Dies ist eine äußerst wichtige Ultraschalluntersuchung, die eine detaillierte Beurteilung der fetalen Entwicklung und Anatomie ermöglicht. Es umfasst:

  1. Bestimmung der Anzahl der Föten, ihrer Position und der Herzfunktion

  2. Fetale Biometrie: BPD, HC, AC, FL + mögliches ungefähres fetales Gewicht (OMP)

  3. Beurteilung der fetalen Struktur:


    • Schädel - Kontinuität, Form

    • Großhirn - Ventrikel, Plexus choroideus, hintere Schädelgrube, Kleinhirn

    • Gesicht - Profil, Augenhöhlen, Nasenknochen, mögliche Beurteilung von Gaumen und Oberlippe

    • Wirbelsäule - Kontinuität, Symmetrie

    • Brustkorb, Herz - Größe, Lage, normales Bild der vier Höhlen, Bauchhöhle

    • Kontinuität der Bauchdecke, Magen (Lage, Größe, Form), Echogenität des Darms

    • Harnblase

    • Nieren - Beschreibung etwaiger Anomalien (Breite des pyelonephralen Systems)

    • Extremitäten - Beurteilung des Vorhandenseins von Oberschenkel, Arm, Unterarm, Unterschenkel, Hand und Fuß, Gliedmaßenbeweglichkeit

  4. Beurteilung der Plazenta:
    • Lage

    • Struktur - Reifegrad nach Grannum (Beschreibung möglicher Strukturanomalien, extraduraler Hämatome)

  5. Auswertung der Nabelschnur:
    • Anzahl der Gefäße

    • Beschreibung der möglichen Unregelmäßigkeiten

  6. Beurteilung des Fruchtwasservolumens

  7. In klinisch begründeten Fällen: Beurteilung der Zervix - transvaginale Sondenuntersuchung.


Wenn eine angeborene Fehlbildung des Fötus diagnostiziert wird, überweisen wir den Patienten zu einer Konsultation mit einem Kinderarzt oder Neonatologen, um die Prognose zu bestimmen und das weitere Management nach der Entbindung festzulegen.

III. 30. Schwangerschaftswoche (+/- 2 Wochen)

Der Zweck der Ultraschalluntersuchung im dritten Trimester der Schwangerschaft ist es, die Gewichtszunahme und Entwicklung des Babys, seine Anatomie für spät auftretende Defekte, die periphere Zirkulation für die Kapazität der Plazenta, die Menge an Fruchtwasser sowie die Lage und Reife der Plazenta zu beurteilen.

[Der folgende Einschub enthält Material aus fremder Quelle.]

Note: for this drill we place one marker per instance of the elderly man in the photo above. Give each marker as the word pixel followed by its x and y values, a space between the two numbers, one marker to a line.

Zu den späten kongenitalen Anomalien gehören u. a. Mikrozephalie, Kleinhirnfehlbildungen, Duodenal- und andere Darmverschlüsse, einige Harnwegsdefekte, einige Gliedmaßenfehler und dynamische Herzfehler. Eine Ultraschalluntersuchung im letzten Trimester kann diese erkennen.